Staying in shape—physically and spiritually

Fitness Health Staying in shape warrior

Stay in shape spiritually

We know it’s important to stay in shape spiritually. Right? I mean, as Christians we know we’re on this earth temporarily, and eventually, these bodies of ours will age and, over the course of a century, crumble back to dust. But our souls will live on for eternity in heaven if we stay right with God on His path.

Still, some of us get so caught up in the spiritual stuff that we forget: God gave us a body for a reason. Now, not all of us are prime specimens. Maybe we’ve lost some muscle tone, or because of age, life circumstance, or infirmity, lost some of our original physical abilities. (Or maybe, like me, we’re spending too much time with that carton of ice cream binging on Netflix.) Let’s face it: We can’t all look like Captain America—or Captain Marvel.

I might not know why God chose to confine us to this all-too-human set of skin and bones, rife with temptation and weakness and cravings and more. But I do know that God chose in the beginning to create us as we are.

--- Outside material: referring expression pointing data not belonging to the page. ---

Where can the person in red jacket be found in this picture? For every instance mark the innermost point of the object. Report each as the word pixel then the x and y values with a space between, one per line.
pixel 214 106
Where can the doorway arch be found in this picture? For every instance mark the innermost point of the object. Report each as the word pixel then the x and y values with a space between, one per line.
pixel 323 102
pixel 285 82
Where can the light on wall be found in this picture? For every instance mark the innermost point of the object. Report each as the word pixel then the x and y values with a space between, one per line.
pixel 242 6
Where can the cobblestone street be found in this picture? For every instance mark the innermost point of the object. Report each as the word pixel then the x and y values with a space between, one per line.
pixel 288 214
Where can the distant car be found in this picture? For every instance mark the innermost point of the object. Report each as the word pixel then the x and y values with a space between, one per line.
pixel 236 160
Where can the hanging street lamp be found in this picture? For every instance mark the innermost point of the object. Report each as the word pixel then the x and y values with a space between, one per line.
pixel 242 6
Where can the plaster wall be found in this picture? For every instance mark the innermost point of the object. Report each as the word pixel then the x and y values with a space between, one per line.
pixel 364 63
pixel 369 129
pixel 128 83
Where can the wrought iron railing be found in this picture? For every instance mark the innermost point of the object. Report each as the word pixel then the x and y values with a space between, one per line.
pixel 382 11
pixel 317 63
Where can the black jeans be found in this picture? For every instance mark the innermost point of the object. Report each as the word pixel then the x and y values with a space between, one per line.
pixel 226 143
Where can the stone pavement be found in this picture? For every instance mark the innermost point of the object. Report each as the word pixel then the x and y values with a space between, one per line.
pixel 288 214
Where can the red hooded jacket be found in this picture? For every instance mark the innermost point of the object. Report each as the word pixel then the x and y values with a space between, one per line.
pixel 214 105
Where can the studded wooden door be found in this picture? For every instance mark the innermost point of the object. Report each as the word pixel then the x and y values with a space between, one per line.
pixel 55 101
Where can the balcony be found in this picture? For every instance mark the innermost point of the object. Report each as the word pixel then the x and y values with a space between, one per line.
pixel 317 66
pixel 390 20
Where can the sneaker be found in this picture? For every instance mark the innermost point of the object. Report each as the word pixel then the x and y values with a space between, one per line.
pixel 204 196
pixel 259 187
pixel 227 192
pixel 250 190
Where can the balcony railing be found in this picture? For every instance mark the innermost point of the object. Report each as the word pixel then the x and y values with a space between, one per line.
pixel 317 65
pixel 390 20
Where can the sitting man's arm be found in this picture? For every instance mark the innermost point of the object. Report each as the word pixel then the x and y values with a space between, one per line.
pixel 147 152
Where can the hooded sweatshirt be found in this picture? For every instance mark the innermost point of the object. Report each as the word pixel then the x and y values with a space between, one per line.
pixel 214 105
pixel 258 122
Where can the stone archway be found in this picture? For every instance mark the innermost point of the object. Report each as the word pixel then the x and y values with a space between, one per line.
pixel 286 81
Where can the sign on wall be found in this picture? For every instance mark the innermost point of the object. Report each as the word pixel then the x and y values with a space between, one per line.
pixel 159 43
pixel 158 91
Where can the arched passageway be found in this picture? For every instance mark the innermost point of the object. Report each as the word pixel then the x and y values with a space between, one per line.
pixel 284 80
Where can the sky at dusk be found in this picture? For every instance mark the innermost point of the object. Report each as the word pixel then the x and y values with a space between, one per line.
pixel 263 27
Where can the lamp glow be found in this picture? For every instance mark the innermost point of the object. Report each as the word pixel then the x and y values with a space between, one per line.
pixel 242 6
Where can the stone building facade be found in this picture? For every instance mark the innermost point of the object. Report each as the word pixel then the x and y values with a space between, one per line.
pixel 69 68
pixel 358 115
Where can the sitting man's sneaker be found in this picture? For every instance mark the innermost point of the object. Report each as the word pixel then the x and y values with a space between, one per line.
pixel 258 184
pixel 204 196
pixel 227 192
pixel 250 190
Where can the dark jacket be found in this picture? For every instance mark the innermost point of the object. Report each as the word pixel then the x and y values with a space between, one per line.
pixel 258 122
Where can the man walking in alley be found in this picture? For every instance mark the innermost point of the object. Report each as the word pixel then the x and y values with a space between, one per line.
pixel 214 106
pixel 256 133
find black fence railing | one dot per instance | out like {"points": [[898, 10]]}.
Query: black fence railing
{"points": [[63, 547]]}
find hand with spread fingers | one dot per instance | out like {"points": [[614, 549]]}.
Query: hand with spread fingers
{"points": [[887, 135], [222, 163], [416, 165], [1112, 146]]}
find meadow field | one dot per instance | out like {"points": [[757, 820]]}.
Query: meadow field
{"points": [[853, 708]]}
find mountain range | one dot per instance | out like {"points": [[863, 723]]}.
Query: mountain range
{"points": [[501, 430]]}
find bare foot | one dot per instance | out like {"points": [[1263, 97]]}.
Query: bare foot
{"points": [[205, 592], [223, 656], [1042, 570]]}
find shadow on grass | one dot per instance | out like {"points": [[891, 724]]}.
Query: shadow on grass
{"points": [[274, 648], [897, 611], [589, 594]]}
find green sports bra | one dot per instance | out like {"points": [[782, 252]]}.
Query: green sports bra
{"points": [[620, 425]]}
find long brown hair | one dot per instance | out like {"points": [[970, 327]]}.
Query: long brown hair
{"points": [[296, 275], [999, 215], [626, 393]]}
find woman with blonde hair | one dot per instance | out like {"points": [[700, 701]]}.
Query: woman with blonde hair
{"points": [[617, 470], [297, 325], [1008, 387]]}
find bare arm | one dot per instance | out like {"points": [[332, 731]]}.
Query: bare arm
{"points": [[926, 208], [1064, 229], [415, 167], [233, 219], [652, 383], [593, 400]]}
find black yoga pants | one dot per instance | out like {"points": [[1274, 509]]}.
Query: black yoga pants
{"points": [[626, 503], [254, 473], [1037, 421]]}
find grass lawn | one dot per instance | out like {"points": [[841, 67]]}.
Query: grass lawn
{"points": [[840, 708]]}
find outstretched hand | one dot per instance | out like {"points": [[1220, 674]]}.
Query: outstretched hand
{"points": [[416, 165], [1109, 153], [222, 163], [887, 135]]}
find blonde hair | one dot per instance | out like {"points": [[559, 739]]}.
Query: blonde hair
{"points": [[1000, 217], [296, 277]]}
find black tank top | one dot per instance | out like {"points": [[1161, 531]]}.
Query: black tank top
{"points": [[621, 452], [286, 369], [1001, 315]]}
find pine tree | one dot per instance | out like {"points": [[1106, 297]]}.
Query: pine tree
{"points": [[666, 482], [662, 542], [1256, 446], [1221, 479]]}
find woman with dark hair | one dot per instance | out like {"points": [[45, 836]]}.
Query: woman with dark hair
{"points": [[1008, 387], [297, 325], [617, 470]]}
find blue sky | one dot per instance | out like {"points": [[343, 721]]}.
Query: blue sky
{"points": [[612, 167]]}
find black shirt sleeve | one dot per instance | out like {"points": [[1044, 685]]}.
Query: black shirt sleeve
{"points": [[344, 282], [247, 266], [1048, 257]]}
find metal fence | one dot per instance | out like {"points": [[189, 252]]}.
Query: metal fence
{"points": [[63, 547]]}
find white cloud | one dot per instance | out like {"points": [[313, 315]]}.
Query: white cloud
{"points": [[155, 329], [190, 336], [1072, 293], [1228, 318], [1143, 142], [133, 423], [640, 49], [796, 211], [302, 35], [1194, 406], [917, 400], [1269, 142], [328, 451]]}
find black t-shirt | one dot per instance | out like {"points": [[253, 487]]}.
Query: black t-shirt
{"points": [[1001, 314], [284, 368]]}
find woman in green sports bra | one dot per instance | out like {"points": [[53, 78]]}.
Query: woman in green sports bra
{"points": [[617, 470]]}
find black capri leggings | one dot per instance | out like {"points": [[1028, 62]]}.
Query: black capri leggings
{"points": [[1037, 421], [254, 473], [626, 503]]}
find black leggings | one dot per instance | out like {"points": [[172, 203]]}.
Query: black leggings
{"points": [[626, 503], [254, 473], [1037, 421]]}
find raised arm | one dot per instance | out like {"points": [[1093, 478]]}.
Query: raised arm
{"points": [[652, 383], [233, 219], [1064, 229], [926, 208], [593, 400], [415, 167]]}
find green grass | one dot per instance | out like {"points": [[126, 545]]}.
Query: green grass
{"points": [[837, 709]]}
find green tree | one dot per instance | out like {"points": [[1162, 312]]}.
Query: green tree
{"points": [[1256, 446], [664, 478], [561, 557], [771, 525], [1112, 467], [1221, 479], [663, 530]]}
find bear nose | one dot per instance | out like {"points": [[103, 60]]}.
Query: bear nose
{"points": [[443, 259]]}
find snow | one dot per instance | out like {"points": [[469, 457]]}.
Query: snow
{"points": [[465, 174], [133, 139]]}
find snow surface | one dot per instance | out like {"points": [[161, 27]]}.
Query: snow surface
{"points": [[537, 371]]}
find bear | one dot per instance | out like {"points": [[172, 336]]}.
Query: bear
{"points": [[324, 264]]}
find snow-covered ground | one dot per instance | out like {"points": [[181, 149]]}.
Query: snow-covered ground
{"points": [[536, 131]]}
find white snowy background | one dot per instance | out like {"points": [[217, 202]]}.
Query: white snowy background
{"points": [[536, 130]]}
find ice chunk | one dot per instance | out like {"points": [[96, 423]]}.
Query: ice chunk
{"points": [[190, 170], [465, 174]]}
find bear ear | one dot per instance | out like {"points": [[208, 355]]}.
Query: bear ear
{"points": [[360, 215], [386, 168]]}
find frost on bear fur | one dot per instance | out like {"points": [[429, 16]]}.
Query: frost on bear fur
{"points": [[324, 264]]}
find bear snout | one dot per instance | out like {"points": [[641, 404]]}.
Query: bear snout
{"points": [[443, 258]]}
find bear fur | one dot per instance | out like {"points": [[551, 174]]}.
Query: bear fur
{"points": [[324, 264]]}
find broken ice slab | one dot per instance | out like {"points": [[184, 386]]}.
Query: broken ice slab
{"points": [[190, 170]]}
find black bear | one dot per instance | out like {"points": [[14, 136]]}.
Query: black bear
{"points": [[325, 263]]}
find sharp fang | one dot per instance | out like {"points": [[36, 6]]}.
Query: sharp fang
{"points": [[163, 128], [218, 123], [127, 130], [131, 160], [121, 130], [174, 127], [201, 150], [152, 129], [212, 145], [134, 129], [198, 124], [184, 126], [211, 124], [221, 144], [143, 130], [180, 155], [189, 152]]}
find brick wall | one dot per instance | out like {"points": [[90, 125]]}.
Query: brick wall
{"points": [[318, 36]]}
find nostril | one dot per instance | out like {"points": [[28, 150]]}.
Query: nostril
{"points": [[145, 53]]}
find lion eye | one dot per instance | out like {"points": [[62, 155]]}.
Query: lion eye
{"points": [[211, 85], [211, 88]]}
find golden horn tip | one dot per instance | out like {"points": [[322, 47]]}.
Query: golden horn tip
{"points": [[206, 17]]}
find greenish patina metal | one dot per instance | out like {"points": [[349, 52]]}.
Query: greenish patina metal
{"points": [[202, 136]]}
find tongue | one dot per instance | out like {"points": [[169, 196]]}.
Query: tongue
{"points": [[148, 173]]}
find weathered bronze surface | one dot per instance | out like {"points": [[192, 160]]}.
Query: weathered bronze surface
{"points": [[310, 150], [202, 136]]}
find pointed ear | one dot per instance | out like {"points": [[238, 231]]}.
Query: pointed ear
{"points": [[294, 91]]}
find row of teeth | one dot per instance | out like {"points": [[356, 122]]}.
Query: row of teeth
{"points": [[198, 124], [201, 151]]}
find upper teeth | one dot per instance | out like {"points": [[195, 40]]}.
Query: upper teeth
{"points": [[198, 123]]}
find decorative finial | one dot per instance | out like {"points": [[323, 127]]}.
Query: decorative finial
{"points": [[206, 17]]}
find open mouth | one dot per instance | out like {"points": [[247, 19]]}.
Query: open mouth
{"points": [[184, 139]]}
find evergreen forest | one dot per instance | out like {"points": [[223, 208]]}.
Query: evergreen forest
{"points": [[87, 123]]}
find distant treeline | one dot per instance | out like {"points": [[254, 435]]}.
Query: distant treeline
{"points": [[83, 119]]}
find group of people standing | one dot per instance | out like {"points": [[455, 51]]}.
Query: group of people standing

As it says in Genesis, “God created humanity in God’s own image, in the divine image God created them, male and female God created them” (Genesis 1:27 CEB).

It’s not only our creation story, either. Our bodies have a purpose! As Jesus reminded us in the Gospel of John, “‘I am the vine; you are the branches. If you remain in me and I in you, then you will produce much fruit. Without me, you can’t do anything. If you don’t remain in me, you will be like a branch that is thrown out and dries up. Those branches are gathered up, thrown into a fire, and burned. If you remain in me and my words remain in you, ask for whatever you want and it will be done for you’” (John 15:5-7).

Years later, the apostle Paul wrote to the early Christians in Ephesus, “No one ever hates his own body, but feeds it and takes care of it just like Christ does for the church” (Ephesians 5:29), and to the Christians in Rome, “Present your bodies as a living sacrifice that is holy and pleasing to God” (Romans 12:1).

And finally, in Paul’s words to the Christians in Corinth, “Don’t you know that your bodies are parts of Christ? … Or don’t you know that your body is a temple of the Holy Spirit who is in you? Don’t you know that you have the Holy Spirit from God, and you don’t belong to yourselves? You have been bought and paid for, so honor God with your body” (1 Corinthians 5:15,19-20).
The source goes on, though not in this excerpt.